Michael Lewis called them “Flash Boysopen in a new window,” who use algorithms to predict and profit from significant moves made by slow-moving funds. These algorithms detect when mutual funds are about to purchase large stock quantities and can direct the system to start buying shares immediately. These algorithmic traders then profit from a short but predictable rise in stock price when mutual funds move.

Automated trading is said to make the market more efficient on two levels. It speeds up the price discovery process because the algorithms can infer from previous trades and quotes what smart money people already know. It also leads to increased trading volume, which could reduce the costs of individual transactions.

A study has found strong evidence that automated traders also drive out traders who gain their edge through fundamental research.

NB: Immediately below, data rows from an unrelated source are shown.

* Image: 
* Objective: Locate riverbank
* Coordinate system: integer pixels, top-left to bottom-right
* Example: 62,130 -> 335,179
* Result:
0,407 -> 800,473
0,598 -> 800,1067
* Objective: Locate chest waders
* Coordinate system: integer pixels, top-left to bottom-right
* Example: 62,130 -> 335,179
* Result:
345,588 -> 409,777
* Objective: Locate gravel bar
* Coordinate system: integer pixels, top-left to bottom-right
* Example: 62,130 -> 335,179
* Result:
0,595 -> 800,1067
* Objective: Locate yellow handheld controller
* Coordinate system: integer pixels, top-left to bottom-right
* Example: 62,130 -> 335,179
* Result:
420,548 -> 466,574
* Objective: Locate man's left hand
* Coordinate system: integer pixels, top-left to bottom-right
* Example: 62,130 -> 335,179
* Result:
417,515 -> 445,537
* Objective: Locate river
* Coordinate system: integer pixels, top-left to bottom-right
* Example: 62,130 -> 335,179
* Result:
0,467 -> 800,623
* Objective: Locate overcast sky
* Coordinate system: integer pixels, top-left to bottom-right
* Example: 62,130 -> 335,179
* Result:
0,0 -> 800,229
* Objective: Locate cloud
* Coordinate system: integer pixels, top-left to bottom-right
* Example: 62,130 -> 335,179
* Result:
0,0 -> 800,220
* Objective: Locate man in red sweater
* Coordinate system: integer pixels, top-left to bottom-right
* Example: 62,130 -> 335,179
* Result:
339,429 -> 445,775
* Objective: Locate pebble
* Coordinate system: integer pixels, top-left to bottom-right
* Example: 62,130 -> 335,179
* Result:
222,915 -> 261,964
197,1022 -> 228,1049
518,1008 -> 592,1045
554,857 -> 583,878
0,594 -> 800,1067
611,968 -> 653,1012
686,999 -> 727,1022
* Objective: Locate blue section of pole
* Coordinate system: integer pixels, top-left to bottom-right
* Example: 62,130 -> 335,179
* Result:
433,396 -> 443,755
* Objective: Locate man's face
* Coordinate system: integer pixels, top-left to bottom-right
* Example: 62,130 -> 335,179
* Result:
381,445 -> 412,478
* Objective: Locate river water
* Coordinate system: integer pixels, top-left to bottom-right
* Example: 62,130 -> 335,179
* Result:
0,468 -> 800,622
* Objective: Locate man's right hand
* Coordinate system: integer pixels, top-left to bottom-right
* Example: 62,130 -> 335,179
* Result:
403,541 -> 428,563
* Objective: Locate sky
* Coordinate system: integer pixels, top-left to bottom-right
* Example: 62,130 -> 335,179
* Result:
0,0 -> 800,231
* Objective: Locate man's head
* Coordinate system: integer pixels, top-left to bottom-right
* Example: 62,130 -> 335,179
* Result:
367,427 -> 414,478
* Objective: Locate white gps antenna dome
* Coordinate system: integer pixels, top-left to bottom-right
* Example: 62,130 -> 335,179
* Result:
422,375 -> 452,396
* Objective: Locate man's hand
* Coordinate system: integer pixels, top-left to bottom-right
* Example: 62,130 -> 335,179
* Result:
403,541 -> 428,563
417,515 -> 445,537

This crowding-out leads to less fundamental analysis of small-company stock and less information on the market. Slowing down speed demons may benefit the economy and the markets, says Charles Lee, professor of accounting at Stanford Graduate School of Business. He co-authored the study with Edward Wattsopens Window, a former Stanford GSB Ph.D. student, now a Yale University faculty member.

Tick Talk

Lee and Watts examine what happens when automated traders encounter a temporary speedbump in their study. The Securities and Exchange Commission’s two-year pilot study on the effects of “tick sizes” (the minimum increment that a stock price can rise or fall) was the source of the vast amount of data they used.

Before 2005, stock prices were often quoted in fractions of dollars. The minimum tick size was usually one-sixteenth or 6.5 cents or more. Since 2005, the decimalization of stock prices has reduced the tick size to one cent. This change has boosted automated trading because it is much cheaper to trade stocks quickly when the price increments are minor. In 2016, the SEC experimented to determine if a smaller tick size is good or bad for stocks of small companies. In 2016, the SEC tested whether a smaller tick size was good or bad for small-company stocks.

Lee and Watts confirmed what many experts predicted: the larger tick size caused a significant drop in algorithmic trades. The automated trading fell by nearly 11% for stocks with higher tick sizes. They also found that fundamental research was increasing: searches for these companies’ filings at the SEC website soared, particularly in the weeks leading up to their earnings announcements.

Stock prices for companies with less automated trading began to reflect earnings news more accurately. Lee and Watts used 60-day returns to measure how much those stock prices anticipated the earnings news for each quarter. They reasoned that if increased fundamental activity in firms with larger tick sizes led to more informed stock prices, their pre-announcement returns should better predict the upcoming earnings news. They found that the pre-announcement returns of firms with tick sizes increased to five cents and contained more information on the upcoming earnings.

Elephant Gnats

Why would algorithmic trading lead to a less informed market? Lee believes automated trading drives out traders who gain their edge through fundamental research. Imagine that you are a portfolio manager trying to gain an advantage using fundamental analysis. Your insights will be much less valuable if a trading system can predict your trades before you have a chance.

Trading algorithms allow for tactics like “back-running,” where a system watches for signs that an institution is about to buy or sell stock and then moves ahead. The large fund managers know they can’t buy huge blocks of stores simultaneously. They, therefore, divide their orders into smaller ones. They often have to purchase orders that are harder to execute first thing in the morning. An algorithmic trading system quickly recognizes those early purchases and starts buying the stock immediately in anticipation of the larger fund’s significant assets temporarily driving up its price. Lee compares algorithmic traders to gnats in an elephant.

Lee says that automated trading is a form of poaching. The algorithm does not care about the fundamentals or analysis but can extract insights from someone else’s trading behavior. There are many algorithmic traders, and they can discourage other traders from investing in original research. This is especially true for smaller companies that have lower trading volumes.

Lee warns that this study was designed to focus on smaller companies, and the effects of tick size could differ for companies with high valuations. A change in minimum tick sizes may not have the same impact on giant companies with millions of investors.

The pilot project has reduced automated trading, but at least in the case of small businesses. This seems to have improved the market’s sensitivity. Lee claims that the pilot project had a “cleansing effect” on pricing efficiency. The elephants returned after the gnats left.